Several of my favorite series are included, although the Betsy-Tacy series is missing, and for some reason only The Saturdays is included from Elizabeth Enright's Melendy Quartet.

For the record, I've read 57 out of 100. And I'm adding at least some of the others to my to-read list.


Sunday, April 28, 2013

Fangirling

I've had the opportunity to see a favorite author two weeks in a row now!

Last Saturday, I logged onto Twitter and happened to notice that Laurel Snyder (author of Penny Dreadful and Bigger Than a Bread Box) was in Portland to do a reading! The reading was only a couple of hours from then, and across town, but I managed to get my husband to come home with the car in time, and convinced two of my daughters to come along.
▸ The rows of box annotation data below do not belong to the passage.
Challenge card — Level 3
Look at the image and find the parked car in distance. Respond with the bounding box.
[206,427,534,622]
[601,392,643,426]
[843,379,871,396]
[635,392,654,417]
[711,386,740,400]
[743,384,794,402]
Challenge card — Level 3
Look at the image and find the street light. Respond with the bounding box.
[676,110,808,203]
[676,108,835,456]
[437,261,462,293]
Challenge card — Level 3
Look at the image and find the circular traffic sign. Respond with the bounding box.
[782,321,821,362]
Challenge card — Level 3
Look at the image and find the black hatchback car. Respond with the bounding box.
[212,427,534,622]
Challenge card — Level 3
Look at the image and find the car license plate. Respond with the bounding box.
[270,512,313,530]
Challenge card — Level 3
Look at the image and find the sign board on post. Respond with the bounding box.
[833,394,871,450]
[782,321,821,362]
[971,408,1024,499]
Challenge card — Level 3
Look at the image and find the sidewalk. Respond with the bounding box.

Ms. Snyder was an excellent speaker for participants of all ages. Her reading was actually part of an event sponsored by the Jewish Federation of Greater Portland, so she read from one her picture books, Good Night, laila tov, as well as Baxter, the Pig Who Wanted to Be Kosher. But she also showed us some of her earliest writing, from when she was a child, and encouraged the children to do their own storytelling, saying that any time they are playing and making up stories, if they write down those stories, they are authors! I bet she does excellent classroom visits. She was also kind and approachable and we were happy to meet her. I would have gotten a book for signing, but unfortunately Powell's did not have her novels available (only the picture books).
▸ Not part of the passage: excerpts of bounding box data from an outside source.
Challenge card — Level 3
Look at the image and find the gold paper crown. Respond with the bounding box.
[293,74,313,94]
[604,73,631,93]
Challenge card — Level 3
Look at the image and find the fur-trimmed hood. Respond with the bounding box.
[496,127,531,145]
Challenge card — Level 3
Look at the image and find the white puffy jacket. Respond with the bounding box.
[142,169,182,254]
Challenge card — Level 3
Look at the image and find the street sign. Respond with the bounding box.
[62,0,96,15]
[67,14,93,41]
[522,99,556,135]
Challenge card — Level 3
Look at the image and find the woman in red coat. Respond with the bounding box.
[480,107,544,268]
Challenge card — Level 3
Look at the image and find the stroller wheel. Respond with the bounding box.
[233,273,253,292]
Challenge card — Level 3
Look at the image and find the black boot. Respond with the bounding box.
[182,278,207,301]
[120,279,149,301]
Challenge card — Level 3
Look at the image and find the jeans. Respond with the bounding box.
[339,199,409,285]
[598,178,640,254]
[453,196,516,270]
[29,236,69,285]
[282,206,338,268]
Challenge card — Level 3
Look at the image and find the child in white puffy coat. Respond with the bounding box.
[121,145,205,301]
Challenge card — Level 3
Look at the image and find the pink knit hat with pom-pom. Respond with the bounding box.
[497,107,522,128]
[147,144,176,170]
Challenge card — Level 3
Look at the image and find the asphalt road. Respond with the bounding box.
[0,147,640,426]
This weekend, we had tickets to a free lecture by Lois Lowry, who was in town for the world premiere of a stage adaptation of her book, Gathering Blue (second book in The Giver Quartet, but stands alone perfectly well). The lecture was actually a panel with Lowry, playwright Eric Coble, and director Stan Foote.  It was interesting, but I was also on the verge of tears the entire time, because, LOIS LOWRY!  The panel discussed the process of adapting a novel as a play, as well as the banned/challenged books issue, and took questions from the audience. Lowry mentioned, in response to questions, that her favorite of her own books is Autumn Street, which she said is very autobiographical and tells about a significant time in her family. She also shared that she never meant to write sequels to The Giver; she didn't even connect Gathering Blue with The Giver until she was nearly finished with it. And, she said that she broke into publishing children's fiction because a publisher read a magazine story she'd written for adults that was told from a child's point of view, and asked her to write a novel. And so, she wrote and published her first novel, A Summer to Die, which was one of my favorites for a while.
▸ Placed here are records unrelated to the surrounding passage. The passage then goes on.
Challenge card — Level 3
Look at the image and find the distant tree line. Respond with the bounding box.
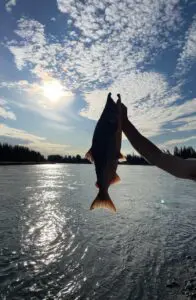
[0,143,196,165]
[0,143,45,163]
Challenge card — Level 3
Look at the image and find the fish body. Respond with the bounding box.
[86,93,122,211]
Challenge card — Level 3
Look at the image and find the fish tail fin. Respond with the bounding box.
[90,191,116,212]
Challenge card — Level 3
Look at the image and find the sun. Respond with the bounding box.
[42,80,65,102]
We stayed for the play as well, which was excellent, but afterward I got to have my fangirl moment. Lowry had also stayed to watch the play (even though she'd already seen the dress rehearsal), and afterward she took a picture with the cast in the lobby. Yes, I snapped my own picture, but I also waited around to say hello, and to thank her for the talk and for her books. I didn't want to be obnoxious, so I didn't ask for an autograph or for my own picture (they'd announced before the event that she wasn't signing, too). But I did get to speak to her! Yay!